CDOT's Employees' Research Paper is Award-Winner

April 2, 2012 - Statewide Transportation Plan - DENVER, COLORADO — Colorado Department of Transportation (CDOT) employees Jake Kononov and Bryan Allery, together with Canadian researcher Craig Lyon, were recently honored by the Transportation Research Board (TRB) of the National Academies for their work in co-authoring a paper that identifies a potential connection between congestion and the physics of accident occurrence on urban freeways.

Their paper entitled Relating Flow, Speed, and Density to Functional Form of Safety Performance Function (SPF) was judged best among 80 research papers submitted worldwide to the TRB’s Committee on Safety Data Analysis and Evaluation.  Their study showed that a rise in crash rates due to congestion may possibly be explained by “the fact that compression of flow without notable reduction in speed produces following distances so small that it becomes very difficult to compensate for driver error to avoid a crash.”

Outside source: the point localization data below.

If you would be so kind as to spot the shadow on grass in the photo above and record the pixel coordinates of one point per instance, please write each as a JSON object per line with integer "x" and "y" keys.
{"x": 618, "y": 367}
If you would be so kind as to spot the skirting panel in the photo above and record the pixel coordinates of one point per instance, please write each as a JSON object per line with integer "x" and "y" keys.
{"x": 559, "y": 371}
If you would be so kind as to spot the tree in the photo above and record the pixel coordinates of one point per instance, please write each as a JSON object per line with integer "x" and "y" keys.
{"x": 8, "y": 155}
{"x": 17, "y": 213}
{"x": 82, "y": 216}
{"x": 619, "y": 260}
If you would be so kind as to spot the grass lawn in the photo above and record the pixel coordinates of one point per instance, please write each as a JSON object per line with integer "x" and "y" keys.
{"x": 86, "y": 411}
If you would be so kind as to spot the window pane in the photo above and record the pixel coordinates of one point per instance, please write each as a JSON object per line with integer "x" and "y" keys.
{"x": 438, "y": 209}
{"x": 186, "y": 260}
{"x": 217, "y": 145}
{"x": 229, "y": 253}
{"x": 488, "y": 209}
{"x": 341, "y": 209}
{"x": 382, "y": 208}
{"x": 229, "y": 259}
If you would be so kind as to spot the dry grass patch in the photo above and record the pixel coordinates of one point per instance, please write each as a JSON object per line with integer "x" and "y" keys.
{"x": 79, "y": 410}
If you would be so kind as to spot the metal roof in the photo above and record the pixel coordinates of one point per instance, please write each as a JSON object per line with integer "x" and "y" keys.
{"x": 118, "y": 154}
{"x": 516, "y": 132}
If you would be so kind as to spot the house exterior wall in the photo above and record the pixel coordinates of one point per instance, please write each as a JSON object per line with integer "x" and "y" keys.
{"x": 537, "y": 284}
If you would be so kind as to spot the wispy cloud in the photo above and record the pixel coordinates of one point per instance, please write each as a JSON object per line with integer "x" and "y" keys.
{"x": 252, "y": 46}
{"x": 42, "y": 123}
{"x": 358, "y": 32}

Kononov and Allery have been involved in developing new highway safety analysis methodology since the late 1990s, and their findings have been utilized to make safety improvements since 1999.  Kononov is the CDOT Research Director; Allery is a Professional Engineer II in the department’s Safety & Traffic Engineering Branch.  Their research paper is available at this link: http://www.coloradodot.info/news/documents/RelationsofFlow.pdf

CDOT’s multi-faceted program to reduce traffic crashes, especially fatal crashes, along Colorado’s roadways has produced results that are nearly double the national average.  Between 2002 and 2011, fatal accidents on Colorado highways have declined by approximately 40%.  During that same time, when all states were focusing intensively on roadway accident prevention, the national average decline was approximately 20%.

CDOT Executive Director Don Hunt said, “The work being done by Jake Kononov and Bryan Allery is being utilized in a comprehensive program to reduce traffic accidents, and specifically fatal accidents, on Colorado’s roadways.”  He described the decline in fatal accidents on Colorado roadways since 2002 as “great news for Colorado.”